Ia menghadapinya dan mencoba membelai pipinya, tetapi tangannya justru menembus. Ia meringis kesakitan, mengepalkan tinjunya.

Reaper membeku di tempat. “Hah? Apa?”

“Aku ingin melindungimu lebih dari kau ingin melindungiku. Kau sahabatku nomor satu, Reaper…”

“Teman nomor satu?!”

“Tapi itu keinginan yang takkan pernah bisa kuwujudkan. Aku tak bisa mewujudkannya… Hanya dengan berada di dekatmu, hasrat membunuhmu mulai menyiksamu. Lagipula… aku sendiri berbahaya bagi orang lain. Siapa tahu kapan aku akan mengamuk dan melukai semua orang?”

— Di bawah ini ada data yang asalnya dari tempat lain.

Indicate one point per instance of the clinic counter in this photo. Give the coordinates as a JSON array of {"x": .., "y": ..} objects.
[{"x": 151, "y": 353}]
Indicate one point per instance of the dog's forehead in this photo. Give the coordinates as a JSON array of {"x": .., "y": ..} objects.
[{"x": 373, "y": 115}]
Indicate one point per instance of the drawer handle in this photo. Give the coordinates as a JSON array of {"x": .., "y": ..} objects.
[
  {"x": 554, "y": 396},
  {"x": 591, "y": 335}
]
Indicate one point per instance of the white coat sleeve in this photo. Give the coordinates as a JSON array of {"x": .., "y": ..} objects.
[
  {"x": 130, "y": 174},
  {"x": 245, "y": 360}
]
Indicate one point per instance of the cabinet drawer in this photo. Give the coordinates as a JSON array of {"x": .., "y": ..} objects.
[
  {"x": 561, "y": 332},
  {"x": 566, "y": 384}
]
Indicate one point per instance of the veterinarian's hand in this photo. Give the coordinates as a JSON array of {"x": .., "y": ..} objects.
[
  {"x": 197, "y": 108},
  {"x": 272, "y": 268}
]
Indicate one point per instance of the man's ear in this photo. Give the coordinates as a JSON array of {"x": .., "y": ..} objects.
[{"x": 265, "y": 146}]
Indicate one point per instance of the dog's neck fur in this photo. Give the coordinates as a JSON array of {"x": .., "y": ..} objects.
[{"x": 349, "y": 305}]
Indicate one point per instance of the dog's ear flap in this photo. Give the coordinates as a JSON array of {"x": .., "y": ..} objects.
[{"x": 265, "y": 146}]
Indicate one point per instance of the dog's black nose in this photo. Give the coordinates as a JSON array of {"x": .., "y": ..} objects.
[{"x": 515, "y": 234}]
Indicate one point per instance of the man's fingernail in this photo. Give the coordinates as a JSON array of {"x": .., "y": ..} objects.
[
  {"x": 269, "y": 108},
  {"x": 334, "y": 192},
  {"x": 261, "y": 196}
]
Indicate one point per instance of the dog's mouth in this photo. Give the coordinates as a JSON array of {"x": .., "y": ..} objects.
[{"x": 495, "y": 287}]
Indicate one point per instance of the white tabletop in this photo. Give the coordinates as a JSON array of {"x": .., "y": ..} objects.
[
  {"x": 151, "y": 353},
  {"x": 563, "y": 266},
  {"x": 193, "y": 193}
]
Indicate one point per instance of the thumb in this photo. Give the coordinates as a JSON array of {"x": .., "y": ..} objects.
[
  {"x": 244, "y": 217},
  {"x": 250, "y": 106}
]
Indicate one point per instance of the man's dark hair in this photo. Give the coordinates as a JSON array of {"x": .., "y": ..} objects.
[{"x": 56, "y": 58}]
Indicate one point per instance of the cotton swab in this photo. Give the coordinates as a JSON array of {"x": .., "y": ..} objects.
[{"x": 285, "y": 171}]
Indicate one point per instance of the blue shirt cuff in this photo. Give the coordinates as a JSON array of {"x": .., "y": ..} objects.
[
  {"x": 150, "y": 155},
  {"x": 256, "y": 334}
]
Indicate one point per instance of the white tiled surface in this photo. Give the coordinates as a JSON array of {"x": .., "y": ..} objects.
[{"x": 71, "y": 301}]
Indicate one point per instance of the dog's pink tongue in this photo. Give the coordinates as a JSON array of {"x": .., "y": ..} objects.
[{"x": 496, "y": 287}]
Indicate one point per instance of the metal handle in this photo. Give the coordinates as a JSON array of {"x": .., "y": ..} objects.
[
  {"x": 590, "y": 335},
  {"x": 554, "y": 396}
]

Dia tahu tentang hasrat membunuhnya. Itulah sebabnya dia berusaha menyembunyikan segala macam emosi dan menghilang dari dunianya dengan satu atau lain cara. Tapi sekarang dia menyadari bahwa menyembunyikan emosinya justru kontraproduktif dan dia berusaha sekuat tenaga untuk mengungkapkan perasaannya yang sebenarnya. Ini pertama kalinya. Dia tidak pernah jujur ​​padanya, selalu melontarkan hinaan. Dia hanya pernah mengungkapkan kepeduliannya saat kami berdua saja.

“J-Jangan panggil aku temanmu lagi setelah sekian lama, Lorwen! Kamu belum pernah panggil aku teman, dan sekarang kamu panggil aku teman?!”

“Itulah alasanku memutuskan untuk menghilang! Kupikir aku harus bersikap seperti orang mati dan menghilang tanpa menimbulkan masalah bagi siapa pun!”

“Kenapa sih? Aku nggak ngerti. Kenapa kamu harus menghilang? Kenapa aku harus ditinggal sendirian? Katakan padaku! Kenapa kamu melakukan ini?!”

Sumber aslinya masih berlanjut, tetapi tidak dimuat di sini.